Четвертый помощник, о котором упоминает Граначчи, – это Якопо ди Сандро или, по некоторым источникам, Якопо дель Тедеско, то есть Якопо Германец, что говорит о немецких корнях, хотя у его отца было типично итальянское имя: Сандро ди Кезелло. Якопо тоже принадлежал к мастерской Гирландайо. О раннем этапе его творчества известно не много, хотя он плодотворно занимался живописью не менее десяти лет. Граначчи называет его только по имени, давая понять тем самым, что Микеланджело знал его ничуть не хуже, чем всех остальных. Правда, в отличие от других, он не скрывал некоторой обеспокоенности в связи с поездкой в Рим и выполнением обязанностей помощника в капелле. «Якопо, – писал Граначчи, – хотел точно знать, сколько ему заплатят»[95].

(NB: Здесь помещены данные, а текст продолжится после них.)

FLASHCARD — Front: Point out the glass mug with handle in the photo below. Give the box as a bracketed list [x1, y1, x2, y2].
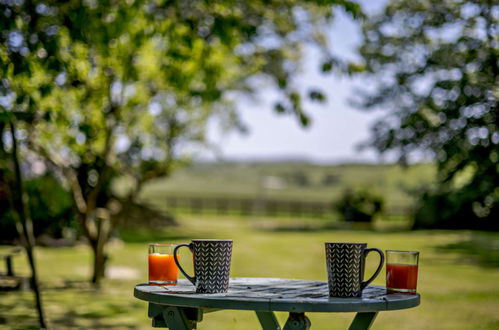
[173, 239, 232, 293]
[325, 242, 385, 298]
[386, 250, 419, 294]
[147, 243, 178, 285]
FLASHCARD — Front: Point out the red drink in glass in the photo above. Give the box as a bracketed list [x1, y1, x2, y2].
[148, 244, 178, 285]
[386, 264, 418, 293]
[386, 250, 419, 294]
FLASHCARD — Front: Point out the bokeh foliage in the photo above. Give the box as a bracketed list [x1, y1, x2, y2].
[358, 0, 499, 229]
[0, 0, 362, 282]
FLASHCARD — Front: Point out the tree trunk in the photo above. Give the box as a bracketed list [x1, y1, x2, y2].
[10, 123, 47, 329]
[90, 213, 111, 286]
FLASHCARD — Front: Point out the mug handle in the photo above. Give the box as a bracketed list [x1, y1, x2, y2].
[360, 248, 385, 290]
[173, 244, 196, 286]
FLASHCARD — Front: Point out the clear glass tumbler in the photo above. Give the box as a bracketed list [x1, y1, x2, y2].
[386, 250, 419, 294]
[148, 243, 178, 285]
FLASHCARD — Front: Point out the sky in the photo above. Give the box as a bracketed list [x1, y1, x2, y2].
[208, 1, 389, 163]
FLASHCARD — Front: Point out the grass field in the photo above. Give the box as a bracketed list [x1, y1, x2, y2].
[134, 162, 435, 207]
[0, 216, 499, 330]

На деле всем работникам предполагалось единовременно выплатить по двадцать дукатов, десять из которых они могли бы оставить у себя в качестве компенсации, если бы по каким-либо причинам решили не продолжать работу у Микеланджело. Не сказать, что предложение было особенно заманчивым. Лапо д’Антонио, своему помощнику в Болонье, Микеланджело выплачивал по восемь дукатов в месяц. Так что двадцать дукатов опытный мастеровой мог заработать за два-три месяца. Сумма была скромной, а значит, Буонарроти не собирался нанимать помощников на все время работ, которые, несомненно, требовали по меньшей мере нескольких лет. Видимо, он планировал нанять людей ненадолго, получить от них нужные знания вначале, а затем, когда работы уже будут идти полным ходом, заменить более дешевой рабочей силой.
Потому беспокойство Якопо дель Тедеско понятно. Требовалась некоторая доля самопожертвования, чтобы оставить Флоренцию, а с ней и шанс получить другие заказы, перебраться в Рим и трудиться на равных с другими помощниками, – и все это ради грошового заработка, гарантированного, вероятно, лишь на очень короткий срок.
Однако вскоре Якопо отложил все свои планы, о чем и сам он, и Микеланджело еще пожалеют, и летом 1508 года вместе с другими помощниками прибыл на место. А сразу же вслед за ними появился и Франческо Граначчи, готовый приступить к распоряжению делами Микеланджело в Риме.